The main purpose of the IU Research and Teaching Preserve field lab is to enhance research and teaching in the environmental sciences on the Indiana University campus. Life science is a major emphasis of Indiana University. And, in consideration of large scale global climate change, pollutants, limitations of food production, and ever-increasing needs for clean water, the field lab helps position IU as a real world problem solver in the 21st century.
Construction of the 6000-square-foot Indiana University Research and Teaching Preserve field lab was completed in April 2009. This innovative building serves as a laboratory classroom in a natural setting (situated near University Lake on the Griffy Woods property) and is the first LEED-certified building at IU Bloomington. The field lab will be a hub for environmental research and teaching--fostering interdisciplinary collaboration among geologists, biologists, geographers, climatologists, and other environmental scientists.
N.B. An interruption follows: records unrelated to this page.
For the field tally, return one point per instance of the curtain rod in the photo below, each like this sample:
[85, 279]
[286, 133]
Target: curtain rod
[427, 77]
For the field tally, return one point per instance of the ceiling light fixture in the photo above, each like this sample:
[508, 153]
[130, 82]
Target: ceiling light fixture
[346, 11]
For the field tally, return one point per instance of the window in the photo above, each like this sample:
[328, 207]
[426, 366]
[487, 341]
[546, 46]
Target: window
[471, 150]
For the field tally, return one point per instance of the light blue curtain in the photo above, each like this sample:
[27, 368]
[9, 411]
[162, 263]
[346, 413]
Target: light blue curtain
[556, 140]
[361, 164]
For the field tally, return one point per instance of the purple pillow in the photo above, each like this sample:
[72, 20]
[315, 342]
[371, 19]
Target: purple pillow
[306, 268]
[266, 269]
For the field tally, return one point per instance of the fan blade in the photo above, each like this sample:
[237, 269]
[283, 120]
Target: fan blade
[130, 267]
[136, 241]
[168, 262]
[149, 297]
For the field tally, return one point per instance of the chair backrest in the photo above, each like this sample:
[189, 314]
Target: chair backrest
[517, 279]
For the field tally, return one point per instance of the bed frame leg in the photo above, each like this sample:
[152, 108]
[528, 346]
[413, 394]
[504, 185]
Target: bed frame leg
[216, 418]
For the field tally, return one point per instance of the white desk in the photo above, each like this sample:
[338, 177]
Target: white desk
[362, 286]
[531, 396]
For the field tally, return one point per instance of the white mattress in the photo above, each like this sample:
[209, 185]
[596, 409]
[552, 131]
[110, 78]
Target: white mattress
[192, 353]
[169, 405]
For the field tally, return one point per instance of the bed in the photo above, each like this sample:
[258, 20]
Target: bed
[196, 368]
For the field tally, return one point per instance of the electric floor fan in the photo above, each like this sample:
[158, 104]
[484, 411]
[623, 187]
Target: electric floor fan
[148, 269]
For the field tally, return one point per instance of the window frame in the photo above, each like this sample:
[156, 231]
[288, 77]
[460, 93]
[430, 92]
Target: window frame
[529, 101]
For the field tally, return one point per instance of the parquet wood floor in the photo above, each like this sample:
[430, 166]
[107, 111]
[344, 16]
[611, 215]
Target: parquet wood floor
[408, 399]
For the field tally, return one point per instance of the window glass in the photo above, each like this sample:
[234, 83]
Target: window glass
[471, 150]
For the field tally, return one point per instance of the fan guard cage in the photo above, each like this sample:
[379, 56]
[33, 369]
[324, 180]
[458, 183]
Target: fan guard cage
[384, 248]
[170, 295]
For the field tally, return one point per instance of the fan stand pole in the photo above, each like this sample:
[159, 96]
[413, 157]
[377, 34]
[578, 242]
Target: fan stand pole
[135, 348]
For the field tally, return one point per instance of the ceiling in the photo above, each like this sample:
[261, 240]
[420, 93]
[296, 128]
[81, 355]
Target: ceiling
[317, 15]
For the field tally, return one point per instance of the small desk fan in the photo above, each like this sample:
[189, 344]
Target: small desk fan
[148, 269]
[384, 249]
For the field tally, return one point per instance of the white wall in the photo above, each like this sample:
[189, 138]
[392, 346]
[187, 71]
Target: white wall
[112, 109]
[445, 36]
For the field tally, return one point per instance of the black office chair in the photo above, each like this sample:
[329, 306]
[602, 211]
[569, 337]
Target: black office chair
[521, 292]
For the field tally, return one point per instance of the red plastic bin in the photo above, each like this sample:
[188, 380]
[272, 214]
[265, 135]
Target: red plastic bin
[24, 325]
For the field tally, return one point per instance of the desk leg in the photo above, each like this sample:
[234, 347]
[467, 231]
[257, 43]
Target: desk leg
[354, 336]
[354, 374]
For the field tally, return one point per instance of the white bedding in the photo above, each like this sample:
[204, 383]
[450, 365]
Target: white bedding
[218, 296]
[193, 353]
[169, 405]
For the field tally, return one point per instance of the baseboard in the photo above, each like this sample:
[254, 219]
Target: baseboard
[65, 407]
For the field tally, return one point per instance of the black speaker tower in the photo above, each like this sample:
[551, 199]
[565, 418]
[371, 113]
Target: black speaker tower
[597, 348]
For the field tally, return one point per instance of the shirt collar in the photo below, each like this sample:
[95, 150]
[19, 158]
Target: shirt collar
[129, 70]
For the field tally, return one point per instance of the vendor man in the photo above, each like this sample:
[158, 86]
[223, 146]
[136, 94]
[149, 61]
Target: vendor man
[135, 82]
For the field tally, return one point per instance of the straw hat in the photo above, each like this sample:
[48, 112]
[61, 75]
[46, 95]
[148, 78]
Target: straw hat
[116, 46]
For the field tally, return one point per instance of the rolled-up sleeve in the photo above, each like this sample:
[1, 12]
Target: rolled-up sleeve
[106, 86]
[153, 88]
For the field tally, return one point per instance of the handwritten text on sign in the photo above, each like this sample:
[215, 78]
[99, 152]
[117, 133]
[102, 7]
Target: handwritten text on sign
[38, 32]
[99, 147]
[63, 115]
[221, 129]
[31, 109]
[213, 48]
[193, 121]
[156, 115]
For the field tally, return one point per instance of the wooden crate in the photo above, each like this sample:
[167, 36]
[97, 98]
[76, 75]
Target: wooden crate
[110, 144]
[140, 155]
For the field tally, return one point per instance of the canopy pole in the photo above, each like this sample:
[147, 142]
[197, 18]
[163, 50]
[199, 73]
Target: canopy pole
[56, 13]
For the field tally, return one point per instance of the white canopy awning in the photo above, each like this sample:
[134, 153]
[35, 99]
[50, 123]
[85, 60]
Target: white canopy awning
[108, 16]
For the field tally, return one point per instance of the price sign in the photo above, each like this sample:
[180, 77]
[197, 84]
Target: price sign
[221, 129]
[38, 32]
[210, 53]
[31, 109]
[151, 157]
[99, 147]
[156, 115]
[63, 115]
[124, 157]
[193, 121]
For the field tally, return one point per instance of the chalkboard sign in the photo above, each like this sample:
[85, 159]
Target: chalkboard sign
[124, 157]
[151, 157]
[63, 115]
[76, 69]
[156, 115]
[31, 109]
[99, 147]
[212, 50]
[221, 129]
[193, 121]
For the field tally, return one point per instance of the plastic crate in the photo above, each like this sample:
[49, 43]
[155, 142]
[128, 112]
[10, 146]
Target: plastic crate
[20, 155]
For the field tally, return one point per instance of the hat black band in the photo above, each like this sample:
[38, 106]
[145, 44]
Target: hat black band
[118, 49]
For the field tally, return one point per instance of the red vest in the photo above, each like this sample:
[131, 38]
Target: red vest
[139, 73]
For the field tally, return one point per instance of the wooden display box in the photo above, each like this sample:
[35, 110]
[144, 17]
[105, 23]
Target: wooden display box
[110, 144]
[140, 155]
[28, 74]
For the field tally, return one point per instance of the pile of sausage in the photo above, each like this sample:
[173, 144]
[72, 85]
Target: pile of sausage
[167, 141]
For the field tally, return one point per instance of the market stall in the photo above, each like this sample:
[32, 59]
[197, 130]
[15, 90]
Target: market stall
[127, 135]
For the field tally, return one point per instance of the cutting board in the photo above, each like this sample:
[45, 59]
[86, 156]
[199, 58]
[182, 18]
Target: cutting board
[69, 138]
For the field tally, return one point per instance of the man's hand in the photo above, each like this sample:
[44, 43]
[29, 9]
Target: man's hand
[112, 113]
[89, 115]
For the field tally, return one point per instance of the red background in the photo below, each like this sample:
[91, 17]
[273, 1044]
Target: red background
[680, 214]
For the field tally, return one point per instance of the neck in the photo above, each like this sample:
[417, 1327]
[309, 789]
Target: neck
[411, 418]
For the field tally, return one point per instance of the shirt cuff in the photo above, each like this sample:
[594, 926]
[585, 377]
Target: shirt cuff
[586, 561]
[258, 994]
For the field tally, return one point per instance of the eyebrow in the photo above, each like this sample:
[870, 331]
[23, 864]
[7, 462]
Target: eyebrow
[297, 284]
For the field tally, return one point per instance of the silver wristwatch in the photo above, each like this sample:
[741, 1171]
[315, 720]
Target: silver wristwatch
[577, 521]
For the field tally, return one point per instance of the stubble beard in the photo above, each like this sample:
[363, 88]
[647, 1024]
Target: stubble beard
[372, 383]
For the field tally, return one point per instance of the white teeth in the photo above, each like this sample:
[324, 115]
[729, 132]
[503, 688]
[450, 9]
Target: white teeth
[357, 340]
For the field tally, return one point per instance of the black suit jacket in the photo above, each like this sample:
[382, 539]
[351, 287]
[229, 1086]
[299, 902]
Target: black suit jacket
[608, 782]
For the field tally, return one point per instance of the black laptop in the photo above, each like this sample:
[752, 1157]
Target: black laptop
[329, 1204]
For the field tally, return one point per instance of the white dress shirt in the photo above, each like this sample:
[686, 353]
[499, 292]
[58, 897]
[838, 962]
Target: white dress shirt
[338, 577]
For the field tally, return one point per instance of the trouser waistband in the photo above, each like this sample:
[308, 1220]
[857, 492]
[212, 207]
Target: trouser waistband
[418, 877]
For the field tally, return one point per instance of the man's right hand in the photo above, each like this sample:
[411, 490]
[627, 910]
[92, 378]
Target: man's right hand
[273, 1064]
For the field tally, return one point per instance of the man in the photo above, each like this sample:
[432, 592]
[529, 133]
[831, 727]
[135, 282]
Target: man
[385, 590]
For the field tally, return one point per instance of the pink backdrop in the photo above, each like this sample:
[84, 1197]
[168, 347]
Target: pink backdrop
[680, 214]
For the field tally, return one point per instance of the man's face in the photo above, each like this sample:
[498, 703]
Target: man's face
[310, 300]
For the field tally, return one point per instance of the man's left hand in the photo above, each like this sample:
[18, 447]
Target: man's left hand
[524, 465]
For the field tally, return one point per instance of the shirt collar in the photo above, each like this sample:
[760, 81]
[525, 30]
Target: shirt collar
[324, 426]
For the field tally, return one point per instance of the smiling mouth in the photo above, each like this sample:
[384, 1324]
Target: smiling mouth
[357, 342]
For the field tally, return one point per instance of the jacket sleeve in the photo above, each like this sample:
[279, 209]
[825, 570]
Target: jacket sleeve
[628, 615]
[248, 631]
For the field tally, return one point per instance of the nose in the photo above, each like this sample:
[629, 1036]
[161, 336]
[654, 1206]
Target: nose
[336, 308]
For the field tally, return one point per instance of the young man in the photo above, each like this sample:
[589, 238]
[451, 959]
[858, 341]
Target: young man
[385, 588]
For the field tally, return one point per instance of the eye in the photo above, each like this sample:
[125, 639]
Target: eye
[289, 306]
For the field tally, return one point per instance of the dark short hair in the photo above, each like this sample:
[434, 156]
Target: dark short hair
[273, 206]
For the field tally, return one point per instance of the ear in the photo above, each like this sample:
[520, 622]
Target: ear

Commitment to Excellence in Interdisciplinary Environmental Science funds paid for building plans and construction. A National Science Foundation grant covered the cost to connect the new facility to the Internet via fiber optic lines.
The facility houses three labs for "dirty" field work, one for "clean" work (e.g., data entry and research collaboration), and a teaching/prep lab. There is a meeting room/classroom. There will be high-tech monitoring equipment for various disciplines including meteorology, geology, hydrology, biology, ecology, and other earth sciences; and continuous monitors of weather, stream flow, and other data.